Something so small and insignificant yet something that makes me feel like, well, me. When I read that Marilyn Monroe wore only Chanel Number 5 to bed I totally empathised; I never leave the house without a scent on. If I do, I run back and put some on.

Like a hat, perfume completes the identity.

For a long time I got stuck on Kingdom by Alexander McQueen, not because of the brand, but because of the strangely balanced animalistic mix of rose and sweaty cumin. Sugar and spice and all things confident.

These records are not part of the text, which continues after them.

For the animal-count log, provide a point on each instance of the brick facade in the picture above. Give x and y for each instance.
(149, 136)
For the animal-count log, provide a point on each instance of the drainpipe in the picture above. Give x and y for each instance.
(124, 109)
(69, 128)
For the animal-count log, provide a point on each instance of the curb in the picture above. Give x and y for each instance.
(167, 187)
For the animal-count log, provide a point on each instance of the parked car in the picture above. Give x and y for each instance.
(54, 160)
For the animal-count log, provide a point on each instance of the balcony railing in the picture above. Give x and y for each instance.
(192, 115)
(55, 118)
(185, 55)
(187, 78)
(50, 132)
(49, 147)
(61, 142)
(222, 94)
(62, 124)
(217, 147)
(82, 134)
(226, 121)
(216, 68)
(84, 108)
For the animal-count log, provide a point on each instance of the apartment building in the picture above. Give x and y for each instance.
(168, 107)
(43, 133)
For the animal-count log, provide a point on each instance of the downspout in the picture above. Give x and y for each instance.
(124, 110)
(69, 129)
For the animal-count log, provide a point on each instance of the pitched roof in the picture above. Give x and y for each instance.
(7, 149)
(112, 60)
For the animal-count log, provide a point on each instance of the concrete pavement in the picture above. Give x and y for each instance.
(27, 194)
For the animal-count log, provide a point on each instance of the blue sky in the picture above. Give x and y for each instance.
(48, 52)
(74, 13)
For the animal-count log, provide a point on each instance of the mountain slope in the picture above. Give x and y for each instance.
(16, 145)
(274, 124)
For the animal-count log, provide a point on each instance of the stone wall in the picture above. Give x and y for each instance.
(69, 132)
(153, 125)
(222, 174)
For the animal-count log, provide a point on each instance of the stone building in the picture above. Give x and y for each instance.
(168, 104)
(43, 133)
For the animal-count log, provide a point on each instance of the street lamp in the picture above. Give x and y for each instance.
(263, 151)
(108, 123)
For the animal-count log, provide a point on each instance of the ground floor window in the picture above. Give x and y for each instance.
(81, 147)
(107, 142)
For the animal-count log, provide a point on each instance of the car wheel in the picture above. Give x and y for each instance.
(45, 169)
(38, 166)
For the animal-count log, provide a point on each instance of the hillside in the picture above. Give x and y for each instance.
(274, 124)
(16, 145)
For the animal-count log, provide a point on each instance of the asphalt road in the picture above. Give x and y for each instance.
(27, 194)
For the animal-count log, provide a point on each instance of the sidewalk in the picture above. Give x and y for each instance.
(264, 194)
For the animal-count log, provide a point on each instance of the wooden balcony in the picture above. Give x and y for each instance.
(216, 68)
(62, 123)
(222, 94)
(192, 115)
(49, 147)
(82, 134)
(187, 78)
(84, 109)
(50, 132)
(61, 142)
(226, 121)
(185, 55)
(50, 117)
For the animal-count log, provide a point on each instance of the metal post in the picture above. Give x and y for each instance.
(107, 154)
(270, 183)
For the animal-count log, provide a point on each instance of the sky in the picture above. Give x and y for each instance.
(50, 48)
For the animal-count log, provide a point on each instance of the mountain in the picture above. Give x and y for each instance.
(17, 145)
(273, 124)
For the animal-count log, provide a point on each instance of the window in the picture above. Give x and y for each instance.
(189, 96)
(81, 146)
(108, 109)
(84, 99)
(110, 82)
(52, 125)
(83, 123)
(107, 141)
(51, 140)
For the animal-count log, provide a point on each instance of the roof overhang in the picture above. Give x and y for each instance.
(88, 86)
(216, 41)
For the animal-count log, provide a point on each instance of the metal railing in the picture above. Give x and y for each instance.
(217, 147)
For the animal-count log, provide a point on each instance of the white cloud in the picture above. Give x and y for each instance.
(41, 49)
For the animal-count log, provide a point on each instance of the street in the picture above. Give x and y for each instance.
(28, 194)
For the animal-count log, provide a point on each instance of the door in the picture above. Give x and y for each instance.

I went through bottle after bottle of it until one day, I received something else and gave it a little rest.

To be fair, it is a winter scent, better suited to thick cashmere shawls and cossetting rather than floaty chiffon and carefree days.

Realising my dwindling bottle of Miss Dior Cherie was entirely inappropriate for winter I went looking for another bottle of Kingdom to ask my husband for, for Christmas.  Cue my shock and slightly sick feeling to learn that shortly before McQueen’s death both Kingdom and MyQueen had been discontinued.

Discontinued…

Discontinued!

My most hated word within the perfume world. Somehow I take it personally, like they discontinued a little part of me, and to be honest, they did. Perfume is the signature you leave behind, a trace memory of specific times and feelings. A friend of mine still goes weak at the knees when he smells a little waft of Coco Chanel. McQueen is my confidence, and arouses in me a belief that I can, well, do anything.

Damn and blast.

The coda to this story is that my dearest husband did find a bottle of MyQueen, not the same as Kingdom but a powerful burst of violets and ceder. I better buy a few more for storage. The saddest thing was I found a small vial of Kingdom in pure parfum form. It taunts me from my vanity case, a memory of things past.